The majority and dissenting opinions in Butcher v. Knudsen are here. From Judge Bress’s opinion for the majority (joined by Judge Ikuta):

Two retirees, Ed Butcher and Lonny Bergstrom, operate a website that tracks the voting records of Republican state legislators in Montana. Several local Republican groups in Montana took an interest in the website and invited Butcher and Bergstrom to speak on their findings. Based on the travel expenses they incurred in giving these presentations— such as for gas, meals at McDonald’s, and a night at a La Quinta Inn—Montana’s Commissioner of Political Practices determined that Butcher and Bergstrom had formed a “political committee” under Montana law. Because Butcher and Bergstrom had neither registered their alleged political committee with the state nor complied with numerous reporting obligations, the Commissioner concluded they were subject to a civil fine and civil prosecution. Butcher and Bergstrom argue, however, that Montana law is impermissibly vague because they lacked fair notice that their conduct would not be treated as “de minimis,” and thus exempt, under Montana Administrative Rule 44.11.603.

We hold that Rule 44.11.603 is unconstitutionally vague as applied to Butcher and Bergstrom.

Judge Fletcher dissented, concluding that Butcher and Bergstrom were a “political committee” required to report under this law, and not “volunteers” excepted from doing so.
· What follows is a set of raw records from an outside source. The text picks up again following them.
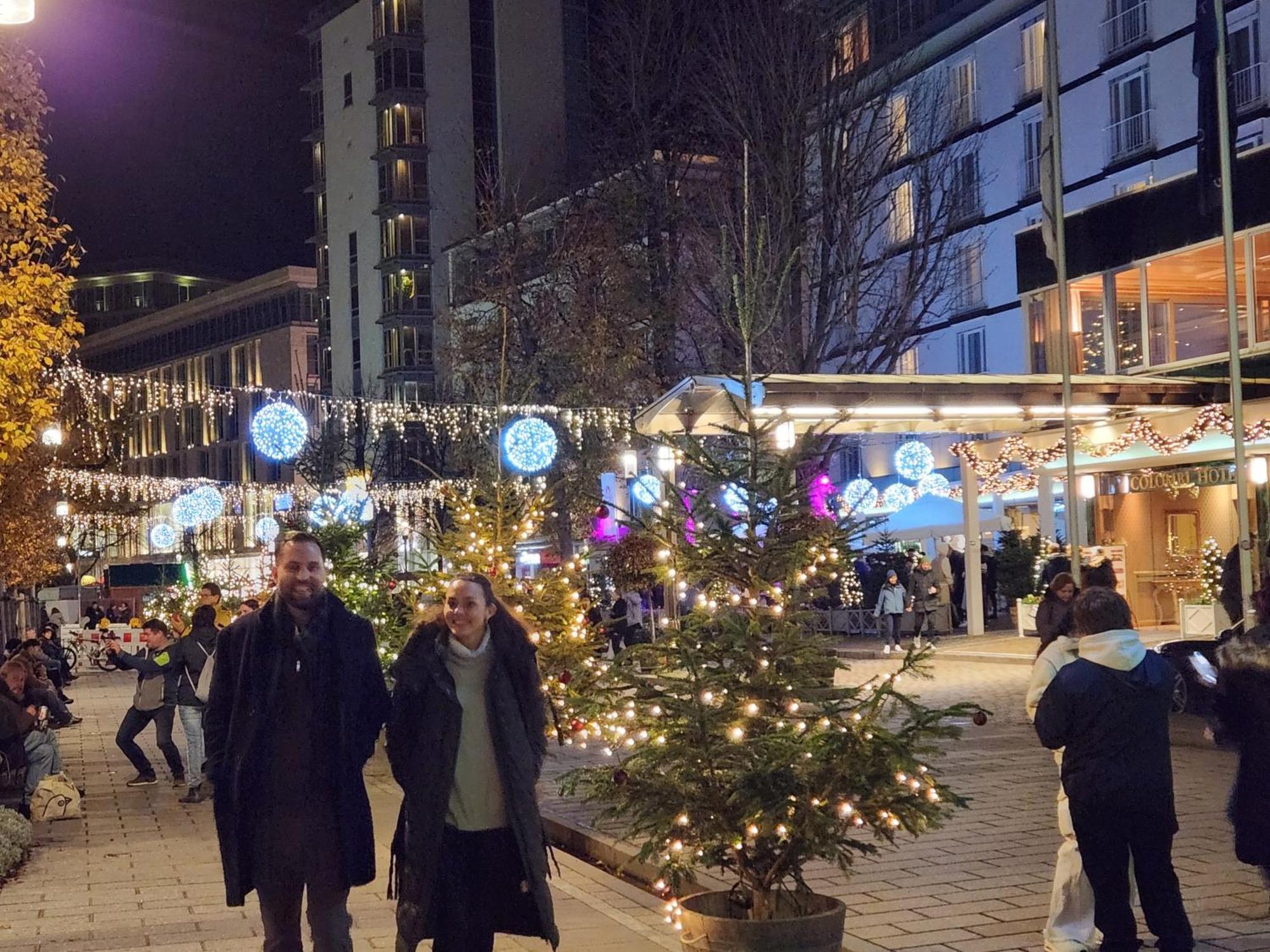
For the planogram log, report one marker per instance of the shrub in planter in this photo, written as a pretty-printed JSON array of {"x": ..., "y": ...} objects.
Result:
[
  {"x": 15, "y": 840},
  {"x": 739, "y": 743}
]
He concludes:

Butcher and Bergstrom are not political naifs. They are sophisticated political actors. They acted in a concerted and sustained manner to bring accurate and relevant political information to interested political groups. In short, they engaged in valuable and protected First Amendment activity. But they did not do so as “volunteers” within the meaning of Montana election law. Rather, they did so as a “political committee.”